Abstract:
The oncogene and drug metabolism enzyme glutathione S-transferase P (GSTP) is also a GSH-dependent chaperone of signal transduction and transcriptional proteins with key role in liver carcinogenesis. In this study, we explored this role of GSTP in hepatocellular carcinoma (HCC) investigating the possible interaction of this protein with one of its transcription factor and metronome of the cancer cell redox, namely the nuclear factor erythroid 2-related factor 2 (Nrf2). Expression, cellular distribution, and function as glutathionylation factor of GSTP1-1 isoform were investigated in the mouse model of N-nitrosodiethylamine (DEN)-induced HCC and in vitro in human HCC cell lines. The physical and functional interaction of GSTP protein with Nrf2 and Keap1 were investigated by immunoprecipitation and gene manipulation experiments. GSTP protein increased its liver expression, enzymatic activity and nuclear levels during DEN-induced tumor development in mice; protein glutathionylation (PSSG) was increased in the tumor masses.
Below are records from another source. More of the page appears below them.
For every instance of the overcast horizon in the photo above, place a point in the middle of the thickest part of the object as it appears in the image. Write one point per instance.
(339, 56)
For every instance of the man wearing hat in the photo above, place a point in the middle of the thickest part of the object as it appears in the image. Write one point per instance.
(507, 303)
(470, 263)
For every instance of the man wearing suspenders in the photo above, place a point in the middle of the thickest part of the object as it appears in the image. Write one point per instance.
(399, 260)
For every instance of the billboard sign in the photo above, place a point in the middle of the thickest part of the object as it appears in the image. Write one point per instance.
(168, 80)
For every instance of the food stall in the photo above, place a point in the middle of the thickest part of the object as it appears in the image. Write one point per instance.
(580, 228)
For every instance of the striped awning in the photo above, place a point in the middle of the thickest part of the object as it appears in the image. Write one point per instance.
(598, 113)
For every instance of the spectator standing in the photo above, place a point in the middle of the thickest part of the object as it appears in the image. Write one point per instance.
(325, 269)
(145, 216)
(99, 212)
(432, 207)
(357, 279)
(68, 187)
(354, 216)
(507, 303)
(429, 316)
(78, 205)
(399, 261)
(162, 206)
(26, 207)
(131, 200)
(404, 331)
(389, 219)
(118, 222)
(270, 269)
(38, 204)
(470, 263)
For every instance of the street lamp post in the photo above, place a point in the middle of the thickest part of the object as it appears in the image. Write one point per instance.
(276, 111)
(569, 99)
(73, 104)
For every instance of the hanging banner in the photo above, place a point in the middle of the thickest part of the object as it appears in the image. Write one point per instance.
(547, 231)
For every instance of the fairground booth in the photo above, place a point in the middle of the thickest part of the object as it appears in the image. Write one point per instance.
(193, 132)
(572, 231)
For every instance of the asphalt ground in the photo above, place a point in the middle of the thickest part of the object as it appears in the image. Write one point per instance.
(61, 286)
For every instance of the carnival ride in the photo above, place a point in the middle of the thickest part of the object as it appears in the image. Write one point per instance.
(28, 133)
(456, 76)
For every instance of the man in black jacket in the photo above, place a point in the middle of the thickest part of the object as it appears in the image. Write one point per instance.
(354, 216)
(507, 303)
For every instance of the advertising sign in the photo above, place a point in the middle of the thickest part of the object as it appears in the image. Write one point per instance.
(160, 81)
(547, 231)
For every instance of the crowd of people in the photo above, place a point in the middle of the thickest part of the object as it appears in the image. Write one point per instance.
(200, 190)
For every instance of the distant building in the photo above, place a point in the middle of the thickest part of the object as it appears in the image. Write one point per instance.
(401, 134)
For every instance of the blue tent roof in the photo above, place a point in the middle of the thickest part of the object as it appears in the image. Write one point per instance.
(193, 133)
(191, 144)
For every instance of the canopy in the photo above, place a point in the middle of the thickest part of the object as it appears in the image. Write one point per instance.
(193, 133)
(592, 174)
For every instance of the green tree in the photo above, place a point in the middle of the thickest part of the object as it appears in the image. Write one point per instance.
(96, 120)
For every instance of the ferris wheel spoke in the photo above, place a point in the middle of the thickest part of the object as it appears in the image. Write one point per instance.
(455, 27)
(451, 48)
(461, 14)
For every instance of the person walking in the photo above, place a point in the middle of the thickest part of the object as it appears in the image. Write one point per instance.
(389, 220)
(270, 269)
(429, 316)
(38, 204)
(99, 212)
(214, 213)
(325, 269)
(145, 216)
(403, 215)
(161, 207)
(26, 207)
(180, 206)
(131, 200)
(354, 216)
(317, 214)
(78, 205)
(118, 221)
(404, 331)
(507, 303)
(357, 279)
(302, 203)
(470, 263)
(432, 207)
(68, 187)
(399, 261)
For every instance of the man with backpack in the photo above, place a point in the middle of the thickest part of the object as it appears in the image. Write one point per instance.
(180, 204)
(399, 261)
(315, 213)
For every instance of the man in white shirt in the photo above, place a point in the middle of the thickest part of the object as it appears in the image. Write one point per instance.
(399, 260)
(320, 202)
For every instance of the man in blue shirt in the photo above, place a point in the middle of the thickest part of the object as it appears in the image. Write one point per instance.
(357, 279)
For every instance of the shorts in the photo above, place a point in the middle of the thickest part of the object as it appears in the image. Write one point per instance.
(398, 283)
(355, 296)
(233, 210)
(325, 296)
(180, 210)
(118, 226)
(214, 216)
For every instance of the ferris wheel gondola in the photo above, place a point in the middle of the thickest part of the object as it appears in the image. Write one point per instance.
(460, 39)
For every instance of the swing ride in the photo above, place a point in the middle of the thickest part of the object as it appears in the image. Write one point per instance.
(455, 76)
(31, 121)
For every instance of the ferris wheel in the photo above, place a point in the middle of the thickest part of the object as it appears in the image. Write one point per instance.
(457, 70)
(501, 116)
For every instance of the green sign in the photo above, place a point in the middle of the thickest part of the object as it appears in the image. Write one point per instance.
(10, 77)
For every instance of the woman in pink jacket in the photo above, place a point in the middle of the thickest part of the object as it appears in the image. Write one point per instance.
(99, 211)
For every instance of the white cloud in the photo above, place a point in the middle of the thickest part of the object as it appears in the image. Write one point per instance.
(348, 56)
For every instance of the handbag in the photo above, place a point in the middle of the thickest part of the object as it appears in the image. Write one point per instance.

Higher levels and a preferential nuclear localization of GSTP protein were also observed in HepG2 and Huh-7 hepatocarcinoma cells compared to HepaRG non-cancerous cells, along with increased basal and Ebselen-stimulated levels of free GSH and PSSG. GSTP activity inhibition with the GSH analogue EZT induced apoptotic cell death in HCC cells. Hepatic Nrf2 and c-Jun, two transcription factors involved in GSTP expression and GSH biosynthesis, were induced in DEN-HCC compared to control animals; the Nrf2 inhibitory proteins Keap1 and β-TrCP also increased and oligomeric forms of GSTP co-immunoprecipitated with both Nrf2 and Keap1. Nrf2 nuclear translocation and β-TrCP expression also increased in HCC cells, and GSTP transfection in HepaRG cells induced Nrf2 activation. In conclusion, GSTP expression and subcellular distribution are modified in HCC cells and apparently contribute to the GSH-dependent reprogramming of the cellular redox in this type of cancer directly influencing the transcriptional system Nrf2/Keap1.
摘要:
癌基因和2相解毒酶谷胱甘肽S-转移酶P(GSTP)是GSH依赖性信号转导和转录蛋白的伴侣,在肝癌发生中起关键作用。在这项研究中,我们探索了GSTP在肝细胞癌(HCC)中的作用,研究了该蛋白与其转录因子之一和癌细胞氧化还原节拍器的可能相互作用,即核因子红系2相关因子2(Nrf2)。表达式,细胞分布,在N-亚硝基二乙胺(DEN)诱导的HCC小鼠模型中以及在人HCC细胞系中的体外研究了GSTP1-1同工型作为谷胱甘肽酰化因子的功能。通过免疫沉淀和基因操作实验研究了GSTP-Nrf2/Keap1物理和功能相互作用。GSTP蛋白增加其肝脏表达,DEN诱导的小鼠肿瘤发生过程中的酶活性和核水平;肿瘤中的蛋白谷胱甘肽酰化(PSSG)增加。与HepaRG非癌细胞相比,在HepG2和Huh-7肝癌细胞中也观察到GSTP蛋白的更高水平和优先核定位。随着游离GSH和PSSG的基础和Ebselen刺激水平的增加。用GSH类似物EZT抑制GSTP活性诱导HCC细胞凋亡。肝Nrf2和c-Jun,参与GSTP表达和GSH生物合成的两个转录因子,与对照动物相比,在DEN-HCC中诱导;Nrf2抑制蛋白Keap1和β-TrCP也增加,GSTP与Nrf2和Keap1共免疫沉淀。Nrf2核转位和β-TrCP表达也在肝癌细胞中增加,而GSTP转染HepaRG细胞诱导Nrf2转录激活。总之,GSTP的表达和亚细胞分布可有助于直接影响Nrf2/Keap1系统的HCC细胞的GSH依赖性氧化还原重编程。